371 entry daha
  • günah şehri.

    kısıtlı vizyonumun bana bahşetmiş olduğu gözlem ve tespitlere dayanarak bu şehrin tek varoluş amacının insanlara para ezdirmek olduğunu düşünüyorum. bulunduğu coğrafi konuma göre oldukça zıt bir misyon edindirmiş kendine. nevada çölünün ortasında tüketim toplumunun vahşiliğini aleni bir şekilde ortaya koyuyor.

    bu şehirde kumar**** harici yapılabilecek atraksiyonlar oldukça limitli. ben yine de yapılabilecekleri naçizane gözlemlerime göre aktaracağım.

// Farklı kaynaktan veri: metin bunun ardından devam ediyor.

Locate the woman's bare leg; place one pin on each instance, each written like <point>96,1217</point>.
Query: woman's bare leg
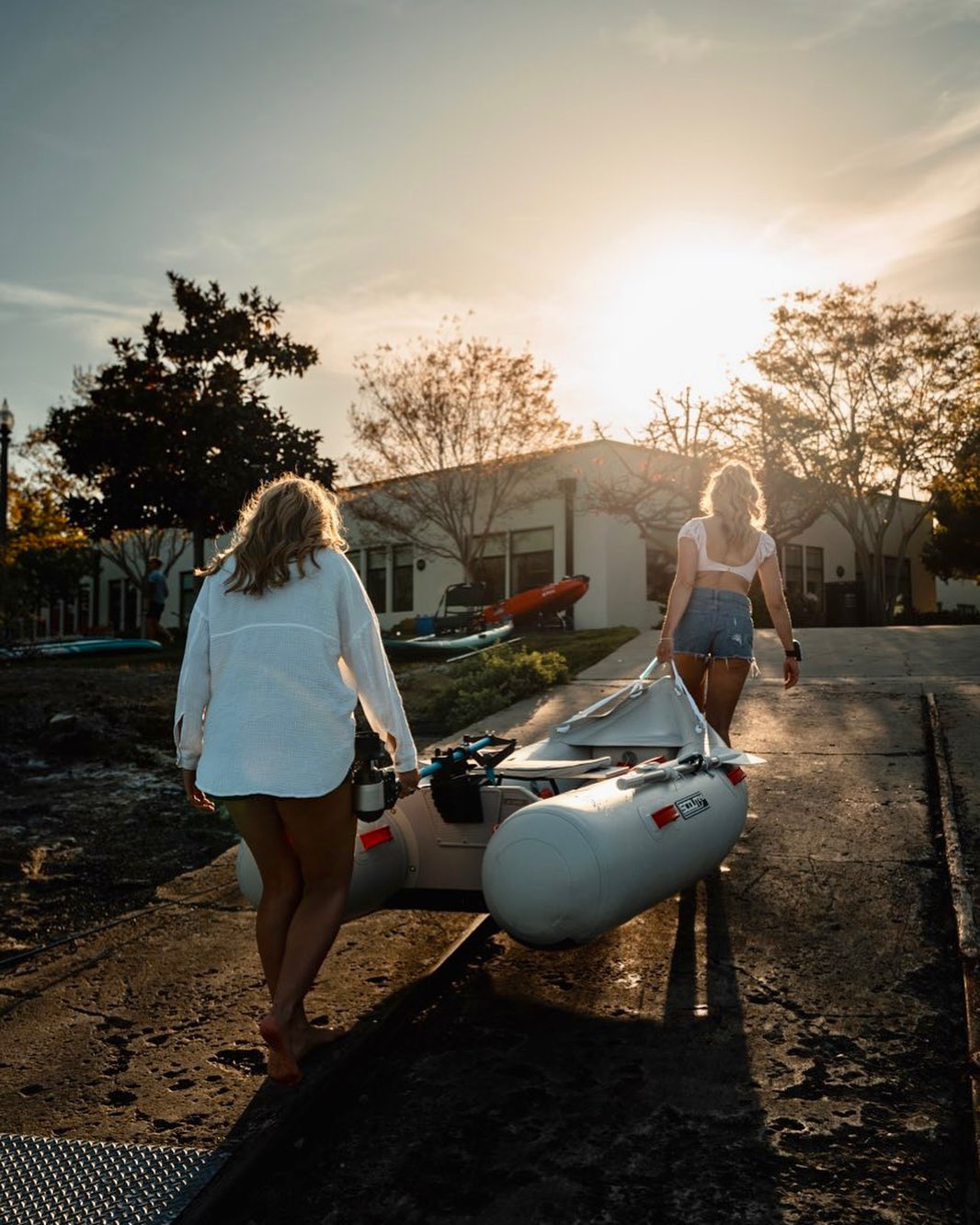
<point>693,670</point>
<point>725,681</point>
<point>323,836</point>
<point>257,821</point>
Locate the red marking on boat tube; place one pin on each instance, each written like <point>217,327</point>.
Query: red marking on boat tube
<point>375,837</point>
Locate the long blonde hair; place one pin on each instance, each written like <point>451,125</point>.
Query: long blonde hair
<point>736,498</point>
<point>286,520</point>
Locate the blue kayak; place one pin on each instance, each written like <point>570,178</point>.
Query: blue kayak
<point>78,647</point>
<point>446,645</point>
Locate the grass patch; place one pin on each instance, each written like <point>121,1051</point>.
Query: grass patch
<point>579,648</point>
<point>440,698</point>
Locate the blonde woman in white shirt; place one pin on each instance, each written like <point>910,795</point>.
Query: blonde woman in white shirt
<point>708,623</point>
<point>280,646</point>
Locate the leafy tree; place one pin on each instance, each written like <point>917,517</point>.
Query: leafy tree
<point>659,489</point>
<point>442,425</point>
<point>953,550</point>
<point>868,401</point>
<point>177,430</point>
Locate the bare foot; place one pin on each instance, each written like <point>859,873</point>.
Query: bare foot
<point>308,1037</point>
<point>282,1062</point>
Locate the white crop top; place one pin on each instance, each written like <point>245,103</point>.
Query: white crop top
<point>693,530</point>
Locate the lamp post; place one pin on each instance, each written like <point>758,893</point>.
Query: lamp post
<point>6,429</point>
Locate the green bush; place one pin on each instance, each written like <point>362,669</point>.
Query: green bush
<point>490,681</point>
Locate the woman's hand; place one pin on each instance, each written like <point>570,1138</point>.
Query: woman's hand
<point>408,782</point>
<point>195,796</point>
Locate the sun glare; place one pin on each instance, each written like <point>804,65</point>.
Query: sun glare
<point>681,311</point>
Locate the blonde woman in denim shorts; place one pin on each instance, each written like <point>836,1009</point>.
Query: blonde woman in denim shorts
<point>707,630</point>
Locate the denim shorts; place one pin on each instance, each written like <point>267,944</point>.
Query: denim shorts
<point>717,624</point>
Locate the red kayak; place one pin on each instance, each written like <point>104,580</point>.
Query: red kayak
<point>552,598</point>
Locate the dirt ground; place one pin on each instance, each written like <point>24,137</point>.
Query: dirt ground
<point>92,816</point>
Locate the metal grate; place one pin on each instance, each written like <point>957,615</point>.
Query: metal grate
<point>67,1183</point>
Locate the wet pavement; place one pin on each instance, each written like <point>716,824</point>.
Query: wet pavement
<point>783,1043</point>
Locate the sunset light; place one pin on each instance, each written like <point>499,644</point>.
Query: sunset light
<point>682,310</point>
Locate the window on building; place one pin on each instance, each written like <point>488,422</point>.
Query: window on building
<point>85,608</point>
<point>903,590</point>
<point>792,568</point>
<point>814,557</point>
<point>115,604</point>
<point>402,590</point>
<point>531,559</point>
<point>491,568</point>
<point>131,607</point>
<point>660,571</point>
<point>188,596</point>
<point>378,578</point>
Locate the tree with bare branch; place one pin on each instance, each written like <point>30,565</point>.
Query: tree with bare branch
<point>440,432</point>
<point>870,402</point>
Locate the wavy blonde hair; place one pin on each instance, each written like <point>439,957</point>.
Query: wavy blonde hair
<point>736,498</point>
<point>284,521</point>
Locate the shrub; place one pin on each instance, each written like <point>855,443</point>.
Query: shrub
<point>490,681</point>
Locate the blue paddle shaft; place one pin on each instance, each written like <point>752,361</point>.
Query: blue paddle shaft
<point>455,756</point>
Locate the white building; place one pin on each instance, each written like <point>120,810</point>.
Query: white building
<point>556,535</point>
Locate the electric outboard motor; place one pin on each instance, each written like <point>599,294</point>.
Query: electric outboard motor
<point>375,788</point>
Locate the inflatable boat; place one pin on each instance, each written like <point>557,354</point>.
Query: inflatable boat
<point>619,807</point>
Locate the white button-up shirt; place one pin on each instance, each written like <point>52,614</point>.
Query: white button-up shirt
<point>269,682</point>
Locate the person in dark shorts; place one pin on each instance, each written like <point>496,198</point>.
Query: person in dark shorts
<point>707,628</point>
<point>157,592</point>
<point>282,645</point>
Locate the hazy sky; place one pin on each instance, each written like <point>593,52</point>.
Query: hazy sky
<point>622,187</point>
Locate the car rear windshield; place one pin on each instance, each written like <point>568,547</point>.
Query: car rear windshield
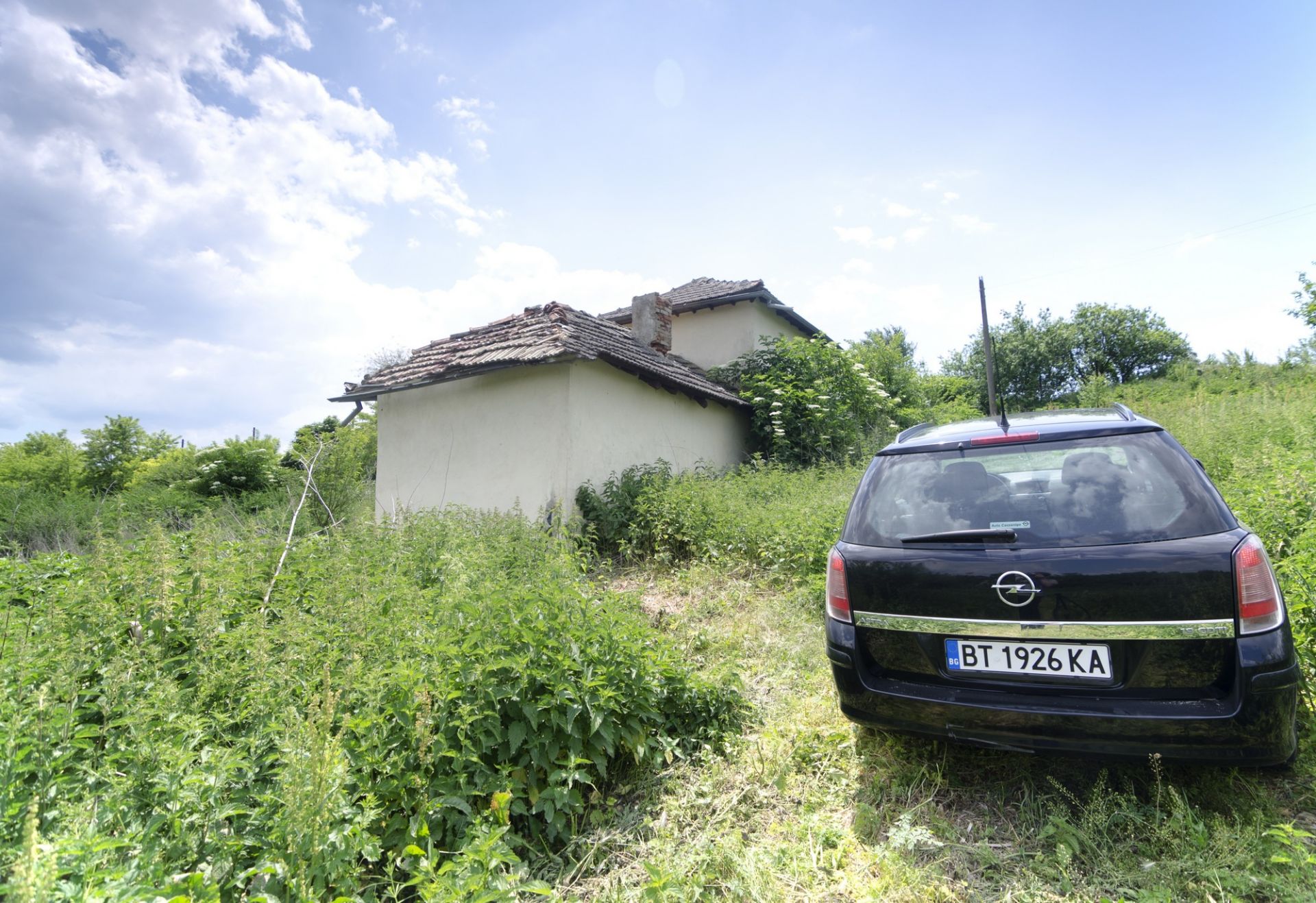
<point>1104,490</point>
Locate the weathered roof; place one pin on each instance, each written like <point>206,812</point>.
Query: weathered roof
<point>540,335</point>
<point>705,293</point>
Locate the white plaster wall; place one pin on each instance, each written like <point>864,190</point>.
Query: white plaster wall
<point>716,336</point>
<point>490,442</point>
<point>616,420</point>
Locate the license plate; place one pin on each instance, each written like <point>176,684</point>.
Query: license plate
<point>1029,658</point>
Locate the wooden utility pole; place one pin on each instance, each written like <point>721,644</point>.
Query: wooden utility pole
<point>991,373</point>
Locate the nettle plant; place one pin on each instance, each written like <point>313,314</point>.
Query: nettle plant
<point>812,400</point>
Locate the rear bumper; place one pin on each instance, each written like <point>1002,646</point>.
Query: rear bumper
<point>1253,725</point>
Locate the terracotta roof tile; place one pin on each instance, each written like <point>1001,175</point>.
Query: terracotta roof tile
<point>705,293</point>
<point>540,335</point>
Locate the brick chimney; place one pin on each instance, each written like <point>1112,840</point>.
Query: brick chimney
<point>650,322</point>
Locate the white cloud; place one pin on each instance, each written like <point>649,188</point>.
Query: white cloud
<point>864,237</point>
<point>466,112</point>
<point>216,249</point>
<point>971,224</point>
<point>382,21</point>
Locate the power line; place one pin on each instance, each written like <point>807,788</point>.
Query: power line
<point>1273,219</point>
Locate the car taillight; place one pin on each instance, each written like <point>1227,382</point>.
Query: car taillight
<point>838,595</point>
<point>1258,594</point>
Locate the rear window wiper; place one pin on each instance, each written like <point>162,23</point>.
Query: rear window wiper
<point>999,535</point>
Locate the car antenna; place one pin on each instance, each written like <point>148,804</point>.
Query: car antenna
<point>991,372</point>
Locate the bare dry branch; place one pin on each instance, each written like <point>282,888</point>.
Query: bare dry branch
<point>287,544</point>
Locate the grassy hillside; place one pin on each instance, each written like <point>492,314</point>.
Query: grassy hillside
<point>806,807</point>
<point>463,707</point>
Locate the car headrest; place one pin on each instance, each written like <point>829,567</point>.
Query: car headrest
<point>964,479</point>
<point>1090,468</point>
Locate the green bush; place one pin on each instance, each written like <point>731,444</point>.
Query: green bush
<point>811,400</point>
<point>41,461</point>
<point>344,466</point>
<point>237,466</point>
<point>611,512</point>
<point>762,514</point>
<point>182,738</point>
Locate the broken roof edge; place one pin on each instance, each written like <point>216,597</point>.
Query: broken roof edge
<point>622,316</point>
<point>367,393</point>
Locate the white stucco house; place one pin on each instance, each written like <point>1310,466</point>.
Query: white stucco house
<point>523,411</point>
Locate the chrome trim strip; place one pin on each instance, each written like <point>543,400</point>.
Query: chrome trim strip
<point>1210,629</point>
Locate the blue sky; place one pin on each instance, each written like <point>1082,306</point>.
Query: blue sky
<point>215,213</point>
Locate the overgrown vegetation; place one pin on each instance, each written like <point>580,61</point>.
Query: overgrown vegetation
<point>1049,360</point>
<point>805,806</point>
<point>465,706</point>
<point>57,495</point>
<point>811,399</point>
<point>444,684</point>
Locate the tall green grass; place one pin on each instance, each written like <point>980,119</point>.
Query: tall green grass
<point>417,706</point>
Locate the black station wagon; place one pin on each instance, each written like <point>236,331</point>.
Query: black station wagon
<point>1067,581</point>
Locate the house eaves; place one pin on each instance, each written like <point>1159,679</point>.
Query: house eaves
<point>757,294</point>
<point>541,335</point>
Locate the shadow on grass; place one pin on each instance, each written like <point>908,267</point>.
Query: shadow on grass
<point>1003,821</point>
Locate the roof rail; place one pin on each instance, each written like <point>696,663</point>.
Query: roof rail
<point>905,433</point>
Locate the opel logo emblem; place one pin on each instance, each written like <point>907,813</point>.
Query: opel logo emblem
<point>1015,589</point>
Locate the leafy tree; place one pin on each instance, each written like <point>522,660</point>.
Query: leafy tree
<point>345,469</point>
<point>1306,298</point>
<point>1049,360</point>
<point>114,452</point>
<point>1124,343</point>
<point>237,466</point>
<point>812,400</point>
<point>1035,361</point>
<point>47,461</point>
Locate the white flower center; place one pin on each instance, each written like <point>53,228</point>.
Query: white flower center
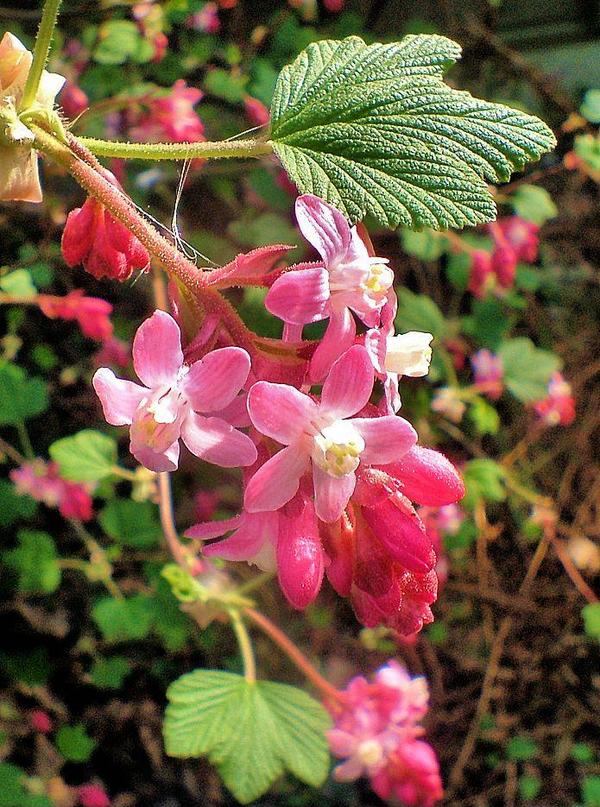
<point>337,448</point>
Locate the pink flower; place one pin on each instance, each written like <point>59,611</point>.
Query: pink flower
<point>91,313</point>
<point>322,437</point>
<point>105,247</point>
<point>19,175</point>
<point>375,731</point>
<point>40,721</point>
<point>173,395</point>
<point>347,280</point>
<point>42,482</point>
<point>488,371</point>
<point>171,118</point>
<point>558,408</point>
<point>393,356</point>
<point>92,795</point>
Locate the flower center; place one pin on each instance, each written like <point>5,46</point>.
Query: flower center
<point>337,448</point>
<point>379,279</point>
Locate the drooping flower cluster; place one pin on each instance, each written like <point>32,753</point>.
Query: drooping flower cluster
<point>330,478</point>
<point>515,239</point>
<point>377,733</point>
<point>558,408</point>
<point>42,481</point>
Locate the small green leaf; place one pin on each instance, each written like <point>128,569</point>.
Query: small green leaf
<point>109,673</point>
<point>483,479</point>
<point>18,283</point>
<point>374,129</point>
<point>527,369</point>
<point>124,620</point>
<point>131,523</point>
<point>36,562</point>
<point>417,312</point>
<point>87,456</point>
<point>484,417</point>
<point>21,396</point>
<point>590,106</point>
<point>252,732</point>
<point>529,787</point>
<point>591,619</point>
<point>521,749</point>
<point>74,743</point>
<point>534,204</point>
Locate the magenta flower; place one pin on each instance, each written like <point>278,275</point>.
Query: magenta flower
<point>173,395</point>
<point>347,280</point>
<point>322,437</point>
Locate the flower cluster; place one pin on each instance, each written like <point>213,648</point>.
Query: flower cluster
<point>330,479</point>
<point>42,481</point>
<point>558,408</point>
<point>376,731</point>
<point>515,239</point>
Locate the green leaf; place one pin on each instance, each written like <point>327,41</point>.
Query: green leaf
<point>534,204</point>
<point>529,787</point>
<point>591,619</point>
<point>87,456</point>
<point>36,562</point>
<point>484,480</point>
<point>18,283</point>
<point>374,129</point>
<point>252,732</point>
<point>527,369</point>
<point>124,620</point>
<point>484,417</point>
<point>417,312</point>
<point>131,523</point>
<point>14,506</point>
<point>590,106</point>
<point>21,397</point>
<point>521,749</point>
<point>109,673</point>
<point>118,41</point>
<point>74,743</point>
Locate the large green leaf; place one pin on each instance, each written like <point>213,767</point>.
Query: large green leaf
<point>374,129</point>
<point>527,368</point>
<point>87,456</point>
<point>252,732</point>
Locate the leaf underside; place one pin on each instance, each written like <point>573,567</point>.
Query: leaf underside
<point>373,129</point>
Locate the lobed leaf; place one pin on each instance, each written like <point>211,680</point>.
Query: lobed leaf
<point>373,129</point>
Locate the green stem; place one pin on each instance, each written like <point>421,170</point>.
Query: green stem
<point>253,147</point>
<point>25,441</point>
<point>245,646</point>
<point>40,52</point>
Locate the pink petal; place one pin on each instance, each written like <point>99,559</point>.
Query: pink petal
<point>349,384</point>
<point>167,460</point>
<point>119,398</point>
<point>205,530</point>
<point>212,383</point>
<point>280,411</point>
<point>324,227</point>
<point>300,562</point>
<point>386,438</point>
<point>427,477</point>
<point>277,481</point>
<point>338,337</point>
<point>332,493</point>
<point>300,296</point>
<point>214,440</point>
<point>157,355</point>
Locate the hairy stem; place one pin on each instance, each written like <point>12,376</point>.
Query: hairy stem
<point>40,52</point>
<point>328,691</point>
<point>254,147</point>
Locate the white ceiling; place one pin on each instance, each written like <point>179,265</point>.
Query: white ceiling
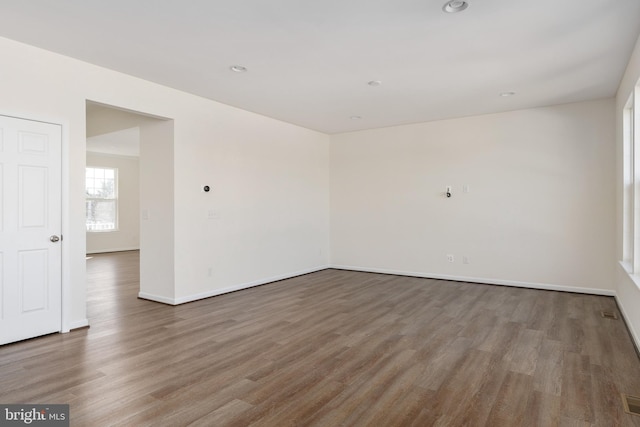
<point>124,142</point>
<point>309,61</point>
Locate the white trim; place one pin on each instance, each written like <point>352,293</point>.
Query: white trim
<point>215,292</point>
<point>634,334</point>
<point>106,251</point>
<point>530,285</point>
<point>77,325</point>
<point>635,278</point>
<point>156,298</point>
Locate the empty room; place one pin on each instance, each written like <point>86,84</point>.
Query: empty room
<point>295,213</point>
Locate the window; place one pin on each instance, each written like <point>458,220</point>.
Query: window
<point>102,199</point>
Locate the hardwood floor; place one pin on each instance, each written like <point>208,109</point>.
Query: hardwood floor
<point>328,349</point>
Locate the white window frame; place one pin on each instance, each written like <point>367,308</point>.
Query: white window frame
<point>114,199</point>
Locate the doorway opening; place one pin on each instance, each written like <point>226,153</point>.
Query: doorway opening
<point>114,189</point>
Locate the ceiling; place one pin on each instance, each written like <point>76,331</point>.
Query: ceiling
<point>309,62</point>
<point>124,142</point>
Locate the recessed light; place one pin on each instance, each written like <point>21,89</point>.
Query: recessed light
<point>238,69</point>
<point>454,6</point>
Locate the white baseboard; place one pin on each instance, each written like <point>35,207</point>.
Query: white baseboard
<point>215,292</point>
<point>156,298</point>
<point>530,285</point>
<point>77,325</point>
<point>634,334</point>
<point>106,251</point>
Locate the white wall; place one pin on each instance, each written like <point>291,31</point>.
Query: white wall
<point>539,211</point>
<point>270,178</point>
<point>157,205</point>
<point>628,293</point>
<point>127,236</point>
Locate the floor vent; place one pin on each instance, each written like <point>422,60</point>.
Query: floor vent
<point>631,404</point>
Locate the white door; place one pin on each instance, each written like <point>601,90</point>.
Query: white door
<point>30,224</point>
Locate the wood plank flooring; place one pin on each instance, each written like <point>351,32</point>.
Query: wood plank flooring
<point>333,348</point>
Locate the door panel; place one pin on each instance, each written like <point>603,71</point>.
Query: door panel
<point>30,213</point>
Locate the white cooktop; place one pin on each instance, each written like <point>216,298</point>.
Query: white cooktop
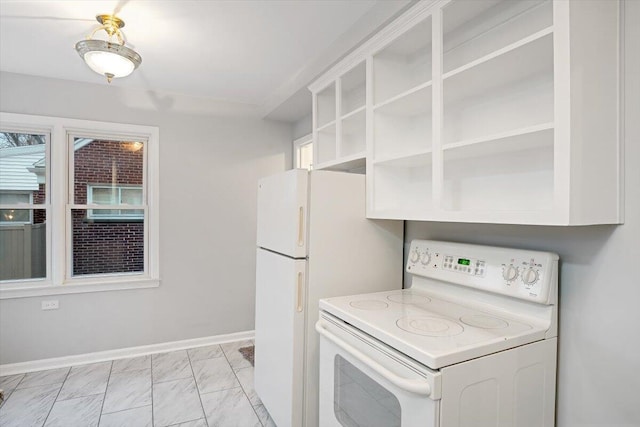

    kumara bulaşmayacaksanız bu şehirde yapabileceğiniz aktivite sayısı bir elin parmaklarını geçmiyor: fremont street experince - the strip'te yürüyüp tematik otelleri gözlemlemek - high roller dönme dolabına binmek.

    şehre hava yolu aracılığıyla girecekseniz havalimanından itibaren las vegas'ta olduğunuzu anlıyorsunuz. valiz alım noktalarında bile slot makineleri mevcut. parlak ışıklı ve hileli makinelerin büyüsüne daha havalimanını bile terk etmeden kapılmamak gerek; çünkü bunlar yalnızca başlangıç.

    las vegas, ağırladığı ziyaretçilerin kalibresini havalimanından çıkar çıkmaz hissettiriyor. havalimanı çıkış kapılarından birisi limuzinlere ayrılmış; ya da limuzinler o çıkış kapısını parsellemiş. ben de şans eseri tam o kapıdan çıkış yapmıştım. daha önce gördüğüm limuzinlerin limuzin olmadığını o andan itibaren anladım. parlak siyah ve en az bir otobüs kadar uzun limuzinler milyon dolarları bir gecede ezecek kodamanları bekliyor gibiydi. havalimanına en uzak tematik otelin bile yarım saatlik sürüş mesafesinde olduğunu düşününce bu gereksiz şatafata herhangi bir anlam yükleyemedim. belki de benim hayal gücüm bu adamların lüks tutkusunun gerçekleri için yetersiz kaldı. limuzin konusu bende hala daha soru işareti olarak duruyor.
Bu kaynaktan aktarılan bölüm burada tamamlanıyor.